Convergence rates are established for an inexact accelerated alternating direction method of multipliers (I-ADMM) for general separable convex optimization with a linear constraint. Both ergodic and non-ergodic iterates are analyzed.

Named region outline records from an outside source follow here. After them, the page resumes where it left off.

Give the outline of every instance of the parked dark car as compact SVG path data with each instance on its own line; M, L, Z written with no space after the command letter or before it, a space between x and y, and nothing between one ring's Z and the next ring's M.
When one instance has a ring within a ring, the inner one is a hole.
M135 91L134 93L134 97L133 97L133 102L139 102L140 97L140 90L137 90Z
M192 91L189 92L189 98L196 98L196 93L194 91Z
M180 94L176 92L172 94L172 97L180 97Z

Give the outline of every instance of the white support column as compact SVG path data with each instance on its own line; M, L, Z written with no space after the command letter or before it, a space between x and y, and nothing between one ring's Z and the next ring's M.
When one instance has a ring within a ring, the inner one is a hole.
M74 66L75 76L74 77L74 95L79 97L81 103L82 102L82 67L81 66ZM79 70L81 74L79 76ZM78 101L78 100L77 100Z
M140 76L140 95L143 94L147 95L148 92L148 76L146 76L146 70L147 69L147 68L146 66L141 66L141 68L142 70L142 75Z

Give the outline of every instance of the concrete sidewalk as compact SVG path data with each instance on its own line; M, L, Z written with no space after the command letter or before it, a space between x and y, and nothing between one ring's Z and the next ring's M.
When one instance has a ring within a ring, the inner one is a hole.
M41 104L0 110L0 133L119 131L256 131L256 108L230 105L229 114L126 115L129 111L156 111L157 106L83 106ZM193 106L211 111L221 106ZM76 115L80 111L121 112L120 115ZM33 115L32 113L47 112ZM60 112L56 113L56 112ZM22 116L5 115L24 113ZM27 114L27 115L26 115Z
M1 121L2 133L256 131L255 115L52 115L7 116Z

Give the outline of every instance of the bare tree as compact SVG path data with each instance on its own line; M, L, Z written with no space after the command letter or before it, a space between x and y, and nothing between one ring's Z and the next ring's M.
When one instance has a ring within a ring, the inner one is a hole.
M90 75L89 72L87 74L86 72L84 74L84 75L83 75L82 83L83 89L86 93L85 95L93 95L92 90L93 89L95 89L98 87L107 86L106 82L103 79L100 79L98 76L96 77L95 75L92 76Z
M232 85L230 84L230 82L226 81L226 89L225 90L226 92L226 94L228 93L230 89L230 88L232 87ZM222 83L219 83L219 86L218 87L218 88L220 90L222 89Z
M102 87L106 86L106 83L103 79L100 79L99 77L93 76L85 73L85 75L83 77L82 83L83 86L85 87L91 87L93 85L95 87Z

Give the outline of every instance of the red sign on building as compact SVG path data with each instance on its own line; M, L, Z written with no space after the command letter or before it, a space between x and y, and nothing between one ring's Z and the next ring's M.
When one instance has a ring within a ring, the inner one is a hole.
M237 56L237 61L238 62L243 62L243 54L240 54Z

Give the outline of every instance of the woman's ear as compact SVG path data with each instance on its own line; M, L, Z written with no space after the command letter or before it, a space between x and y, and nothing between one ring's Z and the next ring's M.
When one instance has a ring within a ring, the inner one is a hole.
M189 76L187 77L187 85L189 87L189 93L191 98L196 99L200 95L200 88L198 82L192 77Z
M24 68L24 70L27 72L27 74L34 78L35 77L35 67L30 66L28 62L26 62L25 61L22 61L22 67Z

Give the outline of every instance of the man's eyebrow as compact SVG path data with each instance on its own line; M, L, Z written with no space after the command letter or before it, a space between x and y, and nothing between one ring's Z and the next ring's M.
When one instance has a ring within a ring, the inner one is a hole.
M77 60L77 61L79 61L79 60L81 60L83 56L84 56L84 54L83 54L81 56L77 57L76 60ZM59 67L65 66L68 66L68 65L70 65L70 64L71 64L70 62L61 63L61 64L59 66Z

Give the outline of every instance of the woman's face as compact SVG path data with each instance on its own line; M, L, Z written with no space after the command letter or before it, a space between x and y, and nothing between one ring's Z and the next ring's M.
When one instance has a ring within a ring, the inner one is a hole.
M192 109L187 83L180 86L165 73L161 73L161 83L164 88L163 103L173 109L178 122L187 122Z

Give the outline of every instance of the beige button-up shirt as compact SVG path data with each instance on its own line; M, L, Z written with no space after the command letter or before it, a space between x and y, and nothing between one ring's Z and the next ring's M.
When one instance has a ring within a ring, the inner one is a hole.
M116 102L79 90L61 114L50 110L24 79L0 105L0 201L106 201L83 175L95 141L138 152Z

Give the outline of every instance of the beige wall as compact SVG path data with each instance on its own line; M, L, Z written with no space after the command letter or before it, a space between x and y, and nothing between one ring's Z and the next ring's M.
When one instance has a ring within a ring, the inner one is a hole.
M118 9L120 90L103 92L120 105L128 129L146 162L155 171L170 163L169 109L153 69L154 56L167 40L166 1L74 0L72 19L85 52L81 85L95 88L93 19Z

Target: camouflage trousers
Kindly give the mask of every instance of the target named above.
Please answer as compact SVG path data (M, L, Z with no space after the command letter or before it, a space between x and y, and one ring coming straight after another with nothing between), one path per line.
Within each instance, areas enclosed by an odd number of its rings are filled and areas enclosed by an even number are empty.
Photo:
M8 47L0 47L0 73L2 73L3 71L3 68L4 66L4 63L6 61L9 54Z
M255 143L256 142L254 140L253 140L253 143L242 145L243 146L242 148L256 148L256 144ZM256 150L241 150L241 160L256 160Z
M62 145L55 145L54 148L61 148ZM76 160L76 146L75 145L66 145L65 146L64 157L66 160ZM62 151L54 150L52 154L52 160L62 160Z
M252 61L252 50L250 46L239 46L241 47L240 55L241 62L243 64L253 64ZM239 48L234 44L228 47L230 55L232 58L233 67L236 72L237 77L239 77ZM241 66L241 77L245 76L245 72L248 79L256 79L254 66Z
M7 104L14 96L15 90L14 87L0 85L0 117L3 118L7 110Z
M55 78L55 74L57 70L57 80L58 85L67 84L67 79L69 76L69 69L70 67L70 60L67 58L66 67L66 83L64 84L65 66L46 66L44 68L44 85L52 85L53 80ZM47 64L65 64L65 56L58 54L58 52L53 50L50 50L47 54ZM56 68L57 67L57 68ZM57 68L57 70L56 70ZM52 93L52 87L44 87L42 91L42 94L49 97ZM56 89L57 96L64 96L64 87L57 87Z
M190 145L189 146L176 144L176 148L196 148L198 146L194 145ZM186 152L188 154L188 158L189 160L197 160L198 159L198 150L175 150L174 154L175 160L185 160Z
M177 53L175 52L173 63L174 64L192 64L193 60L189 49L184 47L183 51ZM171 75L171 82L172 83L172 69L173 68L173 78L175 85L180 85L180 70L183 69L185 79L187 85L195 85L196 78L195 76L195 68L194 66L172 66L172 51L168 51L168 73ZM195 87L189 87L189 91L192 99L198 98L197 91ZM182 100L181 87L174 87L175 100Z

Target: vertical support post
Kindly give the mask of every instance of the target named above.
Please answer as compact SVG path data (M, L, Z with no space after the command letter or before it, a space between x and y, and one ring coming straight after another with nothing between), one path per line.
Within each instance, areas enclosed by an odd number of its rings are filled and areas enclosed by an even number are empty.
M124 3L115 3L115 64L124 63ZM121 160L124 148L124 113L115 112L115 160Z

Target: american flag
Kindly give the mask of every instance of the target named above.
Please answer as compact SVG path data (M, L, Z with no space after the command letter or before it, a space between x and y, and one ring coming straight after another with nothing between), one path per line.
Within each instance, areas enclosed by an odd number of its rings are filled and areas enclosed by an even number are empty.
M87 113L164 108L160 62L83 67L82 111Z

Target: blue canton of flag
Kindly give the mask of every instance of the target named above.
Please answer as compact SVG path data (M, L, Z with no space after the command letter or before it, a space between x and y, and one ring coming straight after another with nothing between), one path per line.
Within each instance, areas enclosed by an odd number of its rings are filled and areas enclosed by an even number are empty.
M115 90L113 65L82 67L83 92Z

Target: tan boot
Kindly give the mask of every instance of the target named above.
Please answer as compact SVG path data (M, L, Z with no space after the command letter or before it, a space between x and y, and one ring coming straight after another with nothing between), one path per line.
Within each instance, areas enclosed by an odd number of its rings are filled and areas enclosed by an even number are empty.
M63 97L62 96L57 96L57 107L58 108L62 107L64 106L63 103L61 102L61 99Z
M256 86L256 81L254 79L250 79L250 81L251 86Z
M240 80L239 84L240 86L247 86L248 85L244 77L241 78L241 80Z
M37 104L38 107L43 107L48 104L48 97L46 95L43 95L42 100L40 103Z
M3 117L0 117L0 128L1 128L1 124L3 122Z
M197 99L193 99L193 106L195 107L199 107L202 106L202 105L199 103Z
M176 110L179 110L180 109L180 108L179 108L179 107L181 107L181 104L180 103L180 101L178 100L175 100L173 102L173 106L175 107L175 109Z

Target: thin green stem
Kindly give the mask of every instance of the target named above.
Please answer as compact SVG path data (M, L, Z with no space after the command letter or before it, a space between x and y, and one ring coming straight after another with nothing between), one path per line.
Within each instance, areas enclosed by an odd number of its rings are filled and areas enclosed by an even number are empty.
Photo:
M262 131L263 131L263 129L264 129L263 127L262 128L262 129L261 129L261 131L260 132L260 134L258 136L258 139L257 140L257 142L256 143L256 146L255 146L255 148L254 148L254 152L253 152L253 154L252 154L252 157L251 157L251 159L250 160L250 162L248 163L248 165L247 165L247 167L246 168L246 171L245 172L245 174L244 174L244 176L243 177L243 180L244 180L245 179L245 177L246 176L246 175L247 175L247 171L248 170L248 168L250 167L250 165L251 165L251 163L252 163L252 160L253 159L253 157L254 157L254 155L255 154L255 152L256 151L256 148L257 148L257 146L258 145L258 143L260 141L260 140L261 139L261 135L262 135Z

Relative to the iteration number k, the convergence rate is \(\mathcal{{O}}(1/k)\) in a convex setting and \(\mathcal{{O}}(1/k^2)\) in a strongly convex setting. When an error bound condition holds, the algorithm is 2-step linearly convergent. The I-ADMM is designed so that the accuracy of the inexact iteration preserves the global convergence rates of the exact iteration, leading to better numerical performance in the test problems.

建立了不精确的乘积交替交替方向方法（I-ADMM）的收敛速度，用于具有线性约束的一般可分离凸优化。遍历遍历和非遍历遍历都被分析。相对于迭代次数k，在凸设置下，收敛速度为\（\ mathcal {{O}}（1 / k）\），而\（\ mathcal {{O}}（1 / k ^ 2）\）在强凸的环境中。当误差边界条件成立时，该算法为两步线性收敛。在I-ADMM被设计成不精确迭代的准确性保留的全局收敛速度精确的迭代，从而导致测试问题，更好的数值性能。